To address this gap, the aim of this study is to assess the validity of CMWI in measuring multimorbidity burden and health risks of Chinese older adults, utilizing their annual health check-ups data of primary care. Specifically, we applied the CMWI [24], developed and validated using Chinese ageing population representative cohorts [27, 28], to routinely collected health check-ups data of primary care, examining its validity in estimating multimorbidity and associated risks of disability and mortality. Establishing the validity of CMWI for primary care would facilitate its incorporation into health management of Chinese older adults.

Methods

Data sources and study sample

The health check-ups data of Chinese older adults from January 1, 2014 to December 31, 2020 was extracted from electronic health records of all primary care centres registered in a whole district of Guangzhou, Guangdong. This district has 5.56% older adults aged 65 years and above, covering both urban and rural residents [29]. Health check-ups include a structured questionnaire on lifestyle, health condition, self-care capacity, as well as physical examination and laboratory tests [30]. Our main study sample consisted of 45,009 older adults who participated in at least one health check-up for mortality risk analysis during the study period (01/01/2014-12/31/2020), with their first record considered as the baseline assessment. Given that disability records have only been available since 2019, we excluded 376 (2.02%) individuals with missing disability records in 2020 from those who participated in health check-ups and had no disabilities in 2019. A subsample of 18,230 older adults free of physical impairment during 01/01/2019 to 12/31/2019 with follow-up data during 01/01/2020 to 12/31/2020 was used to examine one-year disability risk. A flow chart of the selection of study population is avalable in Supplementary Fig. 1. In addition, to examine whether there were differences between the groups before and after excluding individuals with missing disability records, we conducted univariate analyses on age, sex, and CMWI for both groups, and found no statistically significant differences (Supplementary Material Table 1). Thus, exclusion of missing disability information may impact little on the corresponding results.

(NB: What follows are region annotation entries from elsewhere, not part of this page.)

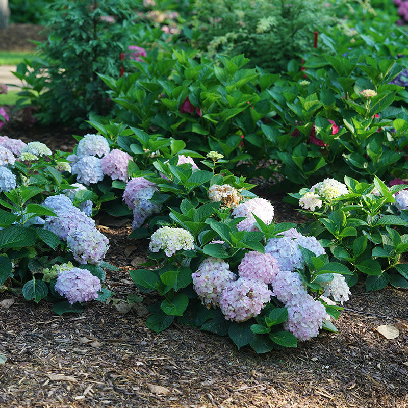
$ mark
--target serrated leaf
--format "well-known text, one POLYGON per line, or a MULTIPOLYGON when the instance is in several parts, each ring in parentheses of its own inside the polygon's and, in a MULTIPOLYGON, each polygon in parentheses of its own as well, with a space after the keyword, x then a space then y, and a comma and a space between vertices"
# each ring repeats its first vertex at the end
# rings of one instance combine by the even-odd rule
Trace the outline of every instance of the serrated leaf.
POLYGON ((48 294, 48 287, 42 280, 32 279, 26 282, 22 287, 22 294, 27 300, 38 303, 48 294))
POLYGON ((228 335, 239 350, 243 346, 252 341, 253 334, 251 330, 252 324, 248 321, 238 323, 233 322, 228 329, 228 335))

Table 1 Baseline characteristics of study sample

Multimorbidity measurement

We measured multimorbidity using the CMWI [24]. The CMWI score included 14 chronic conditions, each condition ranges from 0.20 to 5.10 points to sum an index score, reflecting their impact on physical functioning. A table detailing the CMWI disease weightings is provided in Supplementary Material Table 2. Corresponding chronic diseases were extracted from the “primary existing health problems”and “health status evaluation” parts of the health check-up records through text recognition. If a corresponding disease character was found, the condition was recorded as present; otherwise, it was coded as 0. Given the requirement of primary care providers for a simplified multimorbidity assessment in risk stratification, we classified multimorbidity burden into three categories (mild, moderate, and severe) by creating three equally spaced CMWI intervals based on the 2018 wave of the China health and retirement longitudinal study (CHARLS) dataset, which was used to develop the CMWI. In addition, we calculated the other commonly used multimorbidity indices: the multimorbidity-weighted index (MWI) [14], the Elixhauser comorbidity index (ECI) [16], the Charlson comorbidity index (CCI) [17], and Count, based on the recording of 14 disease statuses and the corresponding weights given by the indices, and categorized in a similar manner.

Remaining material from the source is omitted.